Senin, 11 Juni 2012

Helium3


Helium-3 (He-3, sometimes called tralphium[1]) is a light, non-radioactive isotope of helium with two protons and one neutron. It is rare onEarth, and is sought for use in nuclear fusion research. The abundance of helium-3 is thought to be greater on the Moon (embedded in the upper layer of regolith by the solar wind over billions of years)[citation needed] and the solar system's gas giants (left over from the original solar nebula), though still low in quantity (28 ppm of lunar regolith is helium-4 and from 1 ppb to 50 ppb is helium-3).[2][3]
The helion, the nucleus of a helium-3 atom, consists of two protons but only one neutron, in contrast to two neutrons in ordinary helium.
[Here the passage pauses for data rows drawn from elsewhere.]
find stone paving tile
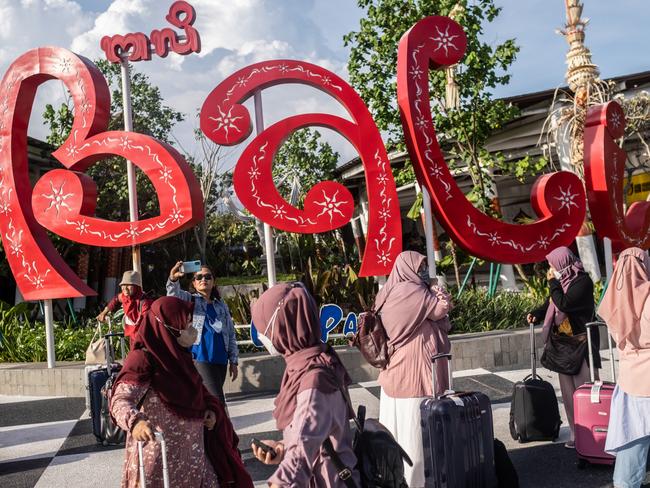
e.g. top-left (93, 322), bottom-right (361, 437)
top-left (0, 370), bottom-right (644, 488)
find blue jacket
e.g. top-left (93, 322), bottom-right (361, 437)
top-left (167, 279), bottom-right (239, 364)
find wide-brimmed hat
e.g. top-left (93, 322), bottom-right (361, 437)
top-left (120, 271), bottom-right (142, 288)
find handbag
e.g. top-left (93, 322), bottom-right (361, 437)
top-left (541, 327), bottom-right (587, 376)
top-left (350, 302), bottom-right (392, 369)
top-left (323, 385), bottom-right (413, 488)
top-left (86, 322), bottom-right (106, 365)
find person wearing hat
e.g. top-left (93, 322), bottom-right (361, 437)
top-left (97, 270), bottom-right (153, 346)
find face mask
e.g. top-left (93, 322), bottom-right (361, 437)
top-left (257, 300), bottom-right (283, 356)
top-left (176, 326), bottom-right (198, 347)
top-left (418, 268), bottom-right (431, 285)
top-left (257, 334), bottom-right (280, 356)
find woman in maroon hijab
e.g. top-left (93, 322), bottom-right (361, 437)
top-left (251, 283), bottom-right (359, 488)
top-left (527, 247), bottom-right (601, 449)
top-left (110, 297), bottom-right (253, 488)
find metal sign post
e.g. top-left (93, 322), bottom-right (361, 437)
top-left (120, 55), bottom-right (142, 273)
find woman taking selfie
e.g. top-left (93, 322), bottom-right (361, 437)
top-left (167, 261), bottom-right (239, 404)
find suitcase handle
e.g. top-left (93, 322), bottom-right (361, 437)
top-left (431, 353), bottom-right (454, 398)
top-left (138, 431), bottom-right (169, 488)
top-left (530, 322), bottom-right (539, 379)
top-left (585, 321), bottom-right (616, 383)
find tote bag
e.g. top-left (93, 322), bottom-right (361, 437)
top-left (86, 323), bottom-right (106, 365)
top-left (541, 327), bottom-right (587, 376)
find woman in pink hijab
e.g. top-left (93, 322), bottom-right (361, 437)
top-left (251, 282), bottom-right (360, 488)
top-left (598, 247), bottom-right (650, 488)
top-left (527, 246), bottom-right (601, 449)
top-left (375, 251), bottom-right (451, 488)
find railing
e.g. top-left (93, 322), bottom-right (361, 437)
top-left (235, 324), bottom-right (345, 350)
Its existence was first proposed in 1934 by the Australian nuclear physicist Mark Oliphant while based at Cambridge University's Cavendish Laboratory, in an experiment in which fast deuterons were reacted with other deuteron targets (the first demonstration of nuclear fusion).[4]
Helium-3 was postulated to be a radioactive isotope until helions from it were identified in a sample of natural helium (which is mostly helium-4) from both the atmosphere and gas well sources, by Luis W. Alvarez and Robert Cornog in a cyclotron experiment at the Lawrence Berkeley National Laboratory, in 1939.[5] Although helium-3 was found to be about 10,000 times more rare with respect to helium-4 in helium from wells, its significant presence in underground gas deposits implied that it either did not decay, or else had an extremely long half-life compatible with a primordial isotope.
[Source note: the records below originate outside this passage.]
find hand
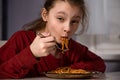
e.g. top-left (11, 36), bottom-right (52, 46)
top-left (30, 33), bottom-right (57, 57)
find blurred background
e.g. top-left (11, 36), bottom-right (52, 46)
top-left (0, 0), bottom-right (120, 72)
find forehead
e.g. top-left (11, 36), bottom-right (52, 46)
top-left (50, 0), bottom-right (81, 15)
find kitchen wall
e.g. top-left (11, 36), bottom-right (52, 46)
top-left (0, 0), bottom-right (120, 72)
top-left (0, 0), bottom-right (2, 40)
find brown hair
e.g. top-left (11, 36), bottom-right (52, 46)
top-left (23, 0), bottom-right (87, 32)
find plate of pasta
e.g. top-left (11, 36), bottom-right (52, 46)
top-left (46, 67), bottom-right (93, 79)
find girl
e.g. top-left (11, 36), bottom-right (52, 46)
top-left (0, 0), bottom-right (105, 78)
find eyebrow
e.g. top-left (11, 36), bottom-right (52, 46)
top-left (57, 11), bottom-right (81, 19)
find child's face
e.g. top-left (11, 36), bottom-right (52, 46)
top-left (44, 1), bottom-right (81, 43)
Helium-3 occurs as a primordial nuclide, escaping from the Earth's crust into the atmosphere and into space, over time. It is also a naturalnucleogenic and cosmogenic nuclide, produced when lithium is bombarded by natural neutrons generated by spontaneous fission, and by cosmic rays. Some helium-3 in the atmosphere is also a relic of open air thermonuclear weapon testing. Tritium, with a roughly 12-year half-life, decays into helium-3, which can be recovered. Irradiation of lithium in a nuclear reactor—either a fusion or fission reactor—can also produce tritium, and thus (after decay) helium-3.[citation needed]
Helium-3 is proposed as a second-generation fusion fuel for fusion power uses, but such systems are still in very early experimental development phases. Helium-3 is used in neutron detection, and extremely low temperature cryogenics. It has been used as a magnetizable (hyperpolarized) gas to carry out nuclear magnetic imaging studies of the lungs.